I have talked to a couple of senior faculty type that are involved in this type of promotion including my chair.  The comments include making sure to increase my international exposure.  Not sure how to do this except through international travel, but of course this is challenging with small kiddos at home.  I do have an international conference that I am giving an invited lecture at this summer, so hopefully this will help.  I'm on the board of directors or similar governing boards for 2 societies in my area of research/field (figure this should be good for visibility).  I am also joining an NIH Study section in the coming year.  I figure the timing should actually be somewhat beneficial in that I will get to see lots of grant in the new format.  My chair is really focused on publication metrics, but he did share his formula for evaluation here, so that is helpful.  Of the recent cases that were promoted to full from my department (each has a somewhat strange career path) I have already passed on or the other in many of the metrics, so I'm just about in the pack by most measures here.   The other big component was what has advanced in my research since tenure.  Actually a lot since I have had several students graduate with their PhDs since tenure, so here I'm feeling like I have a good story.

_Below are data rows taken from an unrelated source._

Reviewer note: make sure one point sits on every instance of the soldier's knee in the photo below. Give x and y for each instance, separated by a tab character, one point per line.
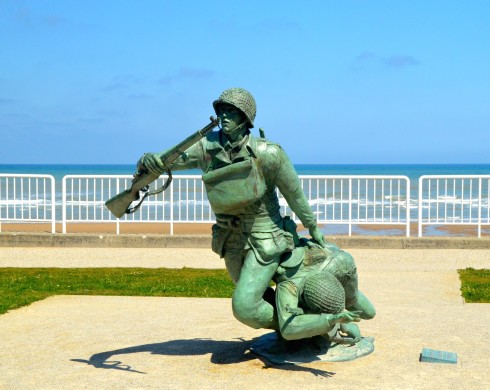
246	312
368	314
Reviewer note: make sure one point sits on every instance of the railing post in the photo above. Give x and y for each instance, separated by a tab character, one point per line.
350	207
421	182
479	206
408	210
53	205
172	208
63	206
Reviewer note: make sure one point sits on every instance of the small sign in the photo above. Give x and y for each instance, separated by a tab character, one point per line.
435	356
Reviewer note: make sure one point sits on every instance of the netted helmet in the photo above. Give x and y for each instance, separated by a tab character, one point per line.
239	98
323	293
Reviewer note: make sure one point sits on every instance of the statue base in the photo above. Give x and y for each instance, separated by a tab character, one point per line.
316	349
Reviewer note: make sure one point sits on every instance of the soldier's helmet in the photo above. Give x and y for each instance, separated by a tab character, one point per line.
323	293
241	99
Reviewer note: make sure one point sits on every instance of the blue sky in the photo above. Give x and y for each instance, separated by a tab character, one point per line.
342	82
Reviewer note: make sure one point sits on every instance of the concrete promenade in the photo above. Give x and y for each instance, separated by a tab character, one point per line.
83	342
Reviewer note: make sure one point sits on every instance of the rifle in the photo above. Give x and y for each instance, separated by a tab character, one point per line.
120	204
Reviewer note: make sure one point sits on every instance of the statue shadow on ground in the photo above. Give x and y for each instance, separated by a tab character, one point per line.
222	352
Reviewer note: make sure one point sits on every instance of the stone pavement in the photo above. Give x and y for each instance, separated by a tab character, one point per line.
83	342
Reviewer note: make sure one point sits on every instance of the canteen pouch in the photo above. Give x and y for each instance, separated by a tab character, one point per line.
234	186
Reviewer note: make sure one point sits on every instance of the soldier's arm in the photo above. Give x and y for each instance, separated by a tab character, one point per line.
191	159
288	182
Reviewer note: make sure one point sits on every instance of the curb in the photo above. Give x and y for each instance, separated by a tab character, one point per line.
204	241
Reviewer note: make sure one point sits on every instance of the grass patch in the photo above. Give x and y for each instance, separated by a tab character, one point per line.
22	286
475	285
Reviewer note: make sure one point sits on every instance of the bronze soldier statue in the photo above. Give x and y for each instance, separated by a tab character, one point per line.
241	174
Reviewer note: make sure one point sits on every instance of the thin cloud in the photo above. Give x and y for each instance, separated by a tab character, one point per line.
26	17
400	61
188	73
278	25
367	60
140	96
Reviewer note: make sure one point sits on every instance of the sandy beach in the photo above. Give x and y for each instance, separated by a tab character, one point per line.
205	228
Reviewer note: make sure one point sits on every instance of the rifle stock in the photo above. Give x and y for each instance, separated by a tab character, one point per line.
120	204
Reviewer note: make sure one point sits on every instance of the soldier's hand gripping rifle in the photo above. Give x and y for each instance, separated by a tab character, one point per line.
121	203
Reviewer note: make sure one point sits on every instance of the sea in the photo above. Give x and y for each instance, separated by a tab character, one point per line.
412	171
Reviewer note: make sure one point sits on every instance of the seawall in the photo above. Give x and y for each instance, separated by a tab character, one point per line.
86	240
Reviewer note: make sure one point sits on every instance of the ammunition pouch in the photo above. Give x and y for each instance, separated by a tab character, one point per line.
234	186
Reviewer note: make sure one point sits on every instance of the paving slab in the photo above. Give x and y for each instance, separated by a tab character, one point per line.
92	342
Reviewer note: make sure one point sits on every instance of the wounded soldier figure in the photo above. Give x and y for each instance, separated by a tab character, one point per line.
317	288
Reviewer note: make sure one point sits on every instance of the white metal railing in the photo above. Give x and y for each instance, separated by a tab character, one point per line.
357	200
184	201
454	200
27	198
348	200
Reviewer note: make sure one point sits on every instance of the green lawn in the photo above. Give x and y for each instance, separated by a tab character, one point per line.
475	285
22	286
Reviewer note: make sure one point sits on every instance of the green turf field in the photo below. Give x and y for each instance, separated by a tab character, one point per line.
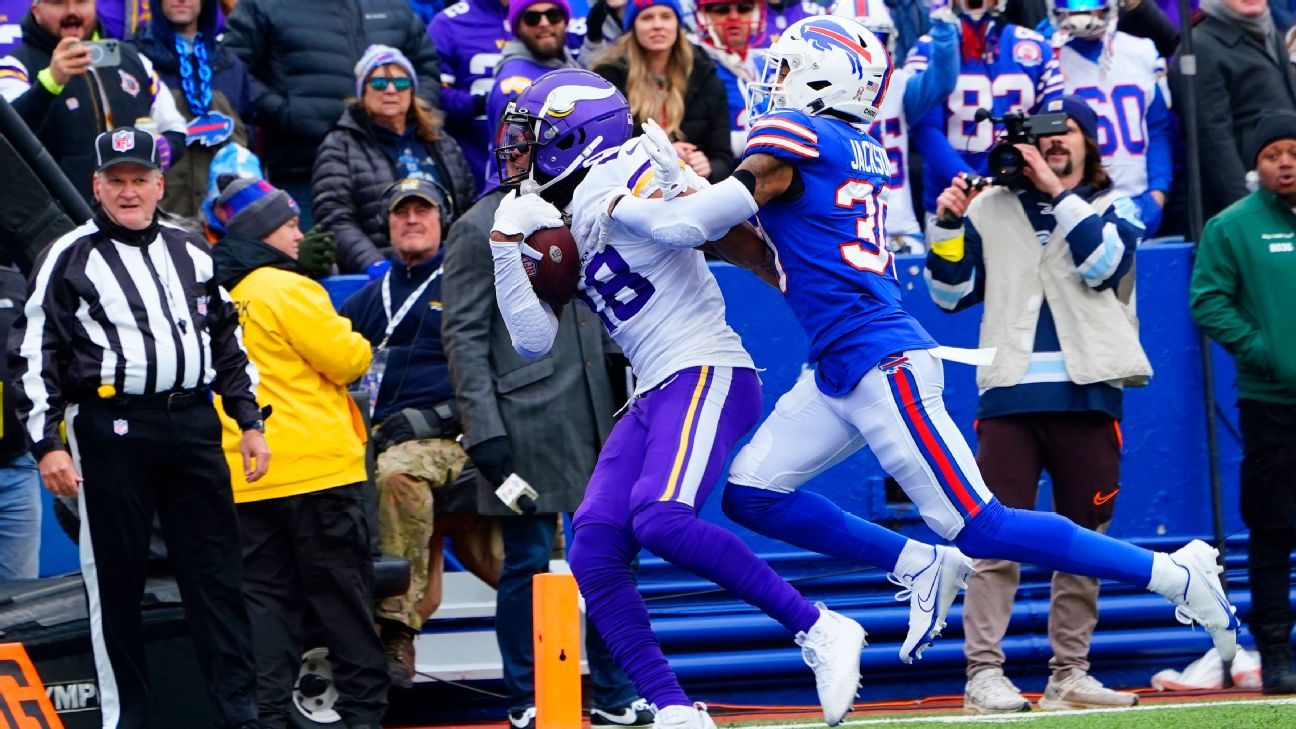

I feel that there is a lack of mentoring at my institution (and many others) after tenure.  While pre-tenure mentoring is more important, we are not completely mature the day after tenure.  So, it's been a little harder tracking down the metrics for promotion to full.  I also only was present for 1 of the 3 tenure cases that went up since I got tenure due to travel or conflicts, so even the whole department discussion is still unclear to me.

After getting to full, where to I want to go.  Leadership (chair??, research center director?), administration (probably not, given what I have seen at my institution) .  Focus more on research or mentoring??  Interesting thoughts, but now back to the details of the end of the semester.

Any newly (or not so newly tenured) folks out there with sage advice??